[PATCH 0/9] IB/ipoib: fixup multicast locking issues

Doug Ledford <dledford@xxxxxxxxxx> · Sat, 21 Feb 2015 19:26:58 -0500

This is the re-ordered, squashed version of my 22 patch set that I
posted on Feb 11.  There are a few minor differences between that
set and this one.  They are:

1) Rename __ipoib_mcast_continue_join_thread to
   __ipoib_mcast_schedule_join_thread
2) Make __ipoib_mcast_schedule_join_thread cancel any delayed work to
   avoid us accidentally trying to queue the single work struct instance
   twice (which doesn't work)
3) Slight alter layout of __ipoib_mcast_schedule_join_thread.  Logic
   is the same modulo #2, but indenting is reduced and readability
   increased
4) Switch a few instances of FLAG_ADMIN_UP to FLAG_OPER_UP
5) Add a couple missing spinlocks so that we always call the schedule
   helper with the spinlock held
6) Make sure that we only clear the BUSY flag once we have done all the
   other things we are going to do to the mcast entry, and if possible,
   only call complete after we have released the spinlock
7) Fix the usage of time_before_eq when we should have just used
   time_before in ipoib_mcast_join_task
8) Create/destroy priv->wq in a slightly different point of
   ipoib_transport_dev_init/ipoib_transport_dev_cleanup

This entire patchset was intended to address the issue of ipoib
interfaces being brought up/down in a tight loop, which will hardlock
a standard v3.19 kernel.  It succeeds at resolving that problem.  In
order to be sure this patchset does not introduce other problems,
and in order to ensure that this rework of the patches into a new
set does not break bisectability, this entire patchset has been
extensively tested, starting with the first patch and going through
the last.

I used a 12 machine group plus the subnet manager to test these
patches.

1 machine ran ifconfig up/ifconfig down in a tight loop tests
1 machine ran rmmod/insmod ib_ipoib in a loop with a 10 second pause
  between insmod and rmmod
1 machine ran rmmod/insmod ib_ipoib in a tight loop with only a .1
  second pause between insmod and rmmod
9 machines that kept their interfaces up and ran iperf servers, 6 also
  ran ping6 instances to the addresses of all 12 machines, 3 ran iperf
  clients that sent data to all 9 iperf servers in an infinite loop
1 subnet manager machine that otherwise did not participate, but
  during testing was set to restart opensm once every 30 seconds to
  force net re-register events on all 12 machines in the group

In addition to the configuration of various machines above to test
data transfers, the IPoIB infrastructure itself contained several
elements designed to test specific multicast capabilities.

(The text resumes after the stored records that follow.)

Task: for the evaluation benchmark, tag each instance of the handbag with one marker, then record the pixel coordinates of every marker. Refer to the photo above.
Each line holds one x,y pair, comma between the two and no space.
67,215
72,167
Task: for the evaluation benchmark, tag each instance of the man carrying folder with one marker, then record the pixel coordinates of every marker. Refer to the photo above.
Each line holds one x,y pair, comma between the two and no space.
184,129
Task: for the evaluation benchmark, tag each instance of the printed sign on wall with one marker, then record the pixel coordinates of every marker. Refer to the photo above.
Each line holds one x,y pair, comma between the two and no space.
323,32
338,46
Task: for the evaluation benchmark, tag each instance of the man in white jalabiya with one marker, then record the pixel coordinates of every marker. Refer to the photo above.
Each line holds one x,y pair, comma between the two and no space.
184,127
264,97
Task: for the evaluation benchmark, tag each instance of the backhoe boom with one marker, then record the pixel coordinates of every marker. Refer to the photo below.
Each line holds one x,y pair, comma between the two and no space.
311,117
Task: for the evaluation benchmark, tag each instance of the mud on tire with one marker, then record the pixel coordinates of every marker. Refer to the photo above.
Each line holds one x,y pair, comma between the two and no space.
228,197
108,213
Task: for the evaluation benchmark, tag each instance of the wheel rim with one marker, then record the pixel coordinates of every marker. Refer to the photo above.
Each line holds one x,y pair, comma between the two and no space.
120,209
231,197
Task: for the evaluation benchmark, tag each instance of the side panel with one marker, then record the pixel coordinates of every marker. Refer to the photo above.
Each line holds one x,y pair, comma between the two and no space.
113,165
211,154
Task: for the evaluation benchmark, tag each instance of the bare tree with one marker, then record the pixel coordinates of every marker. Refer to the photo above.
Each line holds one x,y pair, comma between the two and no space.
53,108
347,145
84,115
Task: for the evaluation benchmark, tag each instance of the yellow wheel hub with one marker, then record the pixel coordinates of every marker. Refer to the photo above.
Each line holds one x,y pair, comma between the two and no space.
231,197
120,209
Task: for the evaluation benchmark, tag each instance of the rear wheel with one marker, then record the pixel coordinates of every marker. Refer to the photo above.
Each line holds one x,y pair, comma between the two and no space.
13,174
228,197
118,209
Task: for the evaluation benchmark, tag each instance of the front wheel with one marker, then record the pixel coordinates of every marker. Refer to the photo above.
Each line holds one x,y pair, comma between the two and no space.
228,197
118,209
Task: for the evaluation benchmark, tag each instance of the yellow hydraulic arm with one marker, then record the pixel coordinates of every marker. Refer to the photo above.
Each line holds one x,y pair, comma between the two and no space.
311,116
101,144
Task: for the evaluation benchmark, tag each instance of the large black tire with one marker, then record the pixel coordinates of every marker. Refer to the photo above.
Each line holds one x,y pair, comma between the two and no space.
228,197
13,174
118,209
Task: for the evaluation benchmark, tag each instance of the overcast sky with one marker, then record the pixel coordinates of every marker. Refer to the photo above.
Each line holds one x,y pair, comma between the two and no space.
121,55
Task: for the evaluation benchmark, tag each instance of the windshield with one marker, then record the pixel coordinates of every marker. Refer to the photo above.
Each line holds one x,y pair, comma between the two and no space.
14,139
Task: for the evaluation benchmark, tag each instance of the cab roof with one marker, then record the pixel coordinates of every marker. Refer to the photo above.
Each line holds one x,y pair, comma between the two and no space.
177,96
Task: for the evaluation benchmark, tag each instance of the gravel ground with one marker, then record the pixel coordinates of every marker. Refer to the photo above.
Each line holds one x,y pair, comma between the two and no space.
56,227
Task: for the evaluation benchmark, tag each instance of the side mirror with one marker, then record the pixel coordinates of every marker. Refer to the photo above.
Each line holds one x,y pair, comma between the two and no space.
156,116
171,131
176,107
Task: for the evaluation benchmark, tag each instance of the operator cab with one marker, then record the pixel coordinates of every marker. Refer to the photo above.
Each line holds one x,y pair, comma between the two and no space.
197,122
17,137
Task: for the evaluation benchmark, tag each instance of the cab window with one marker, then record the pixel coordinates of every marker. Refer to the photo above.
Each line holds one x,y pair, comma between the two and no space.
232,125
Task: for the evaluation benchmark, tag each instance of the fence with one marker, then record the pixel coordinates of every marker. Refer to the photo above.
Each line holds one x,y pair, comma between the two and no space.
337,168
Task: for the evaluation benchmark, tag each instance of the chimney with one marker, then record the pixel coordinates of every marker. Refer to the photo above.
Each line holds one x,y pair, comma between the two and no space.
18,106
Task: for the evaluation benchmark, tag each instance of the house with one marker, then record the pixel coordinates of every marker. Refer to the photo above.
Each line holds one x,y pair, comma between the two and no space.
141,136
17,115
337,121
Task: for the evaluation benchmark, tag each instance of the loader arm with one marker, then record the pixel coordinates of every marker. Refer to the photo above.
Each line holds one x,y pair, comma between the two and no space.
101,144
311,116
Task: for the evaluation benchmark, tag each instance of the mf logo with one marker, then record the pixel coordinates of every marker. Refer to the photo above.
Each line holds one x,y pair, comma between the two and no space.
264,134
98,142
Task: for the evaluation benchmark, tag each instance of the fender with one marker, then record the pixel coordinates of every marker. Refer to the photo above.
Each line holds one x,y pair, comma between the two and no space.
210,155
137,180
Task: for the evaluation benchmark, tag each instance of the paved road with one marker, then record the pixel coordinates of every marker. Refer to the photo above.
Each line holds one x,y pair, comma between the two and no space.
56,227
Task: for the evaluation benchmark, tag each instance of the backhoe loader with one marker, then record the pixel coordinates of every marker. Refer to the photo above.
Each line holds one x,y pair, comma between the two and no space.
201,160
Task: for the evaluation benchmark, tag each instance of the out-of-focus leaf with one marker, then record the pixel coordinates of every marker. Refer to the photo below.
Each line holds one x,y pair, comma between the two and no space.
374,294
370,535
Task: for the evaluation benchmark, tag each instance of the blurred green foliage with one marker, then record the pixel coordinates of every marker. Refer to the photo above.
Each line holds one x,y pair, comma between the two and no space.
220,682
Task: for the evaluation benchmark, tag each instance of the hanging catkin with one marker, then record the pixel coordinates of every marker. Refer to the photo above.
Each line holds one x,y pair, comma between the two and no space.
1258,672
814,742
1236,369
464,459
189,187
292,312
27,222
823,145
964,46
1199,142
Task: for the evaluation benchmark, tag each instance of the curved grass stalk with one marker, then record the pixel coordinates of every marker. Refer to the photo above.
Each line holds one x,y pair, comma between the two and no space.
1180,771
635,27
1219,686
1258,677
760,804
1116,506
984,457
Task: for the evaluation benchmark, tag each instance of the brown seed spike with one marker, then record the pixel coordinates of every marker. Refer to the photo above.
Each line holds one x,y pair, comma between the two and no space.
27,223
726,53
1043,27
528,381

The primary P_Key, the one with the ping6 instances running on it,
intentionally had some well known multicast groups not defined in
order to intentionally cause failed sendonly multicast joins on
the same device that needed to work with IPv6 pings as well as
IPv4 multicast.

One of the alternate P_Key interfaces was defined with a minimum
rate of 56GBit/s, so all machines without 56GBit/s capability
were unable to ever join the broadcast group on these P_Keys.
This was done to make sure that when the broadcast group is not
joined, no other multicast joins, sendonly or otherwise, are ever
sent.  It also was done to make sure that failed attempts to join
the broadcast group honored the backoff delays properly.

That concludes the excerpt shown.